Over my closed eyes I see green meadows. In these fields little white sheep slowly depasture. They go from one side to other, jump over the ring-fence and run into a high grass. Now I can see just small curls of snow white fur. I’m smiling. Sheep lightly take off the ground and hops on one of the heavy clouds. After that one, other jumps on the next cloud, and another, and another, and another…
Six hundreds fifty nine, six hundreds sixty, six hundreds sixty one, six hundreds sixty two… Wait a minute… I purse up my eyebrows. The six hundreds sixty second sheep is black...
I open my eyes. I’m felling sad. I softly fetch a sigh and stare at the empty room of mine. Its dark, its sable it drags my sleepy mood down.

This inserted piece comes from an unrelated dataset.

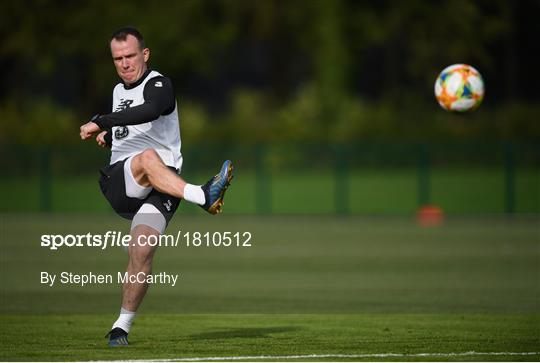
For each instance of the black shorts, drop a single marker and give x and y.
(113, 187)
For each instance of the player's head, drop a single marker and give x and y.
(129, 54)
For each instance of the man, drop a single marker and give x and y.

I don’t understand how but I’m crying. Well, it’s been a while… Again, I have this memory ‘bout that what never been before. I feel something I do not want to feel. It hurts me so… I still can’t believe that you are there… I don’t want to long for your soft touch, sweet talk, warm embrace, for the gaze into your eyes black like winters night without no moon or stars, for the kiss of yours that affects me like drug (I have an addiction to this…), for the exceptional color of your hair, the smell of your skin, the texture of your moods, the taste of your smiles, the beauty of your world…Oh, I long so much for the love of ours…
I lie down back in my bed. I wipe away my tears. Last time look at you so close to me. I smile for you. And you gradually vanish… I close my eyes.
Now all the three thousands eight hundreds seventy four sheep are black. They jumping from ground on clouds and they don’t care ‘bout us… I knew that sheep aren’t smart ones…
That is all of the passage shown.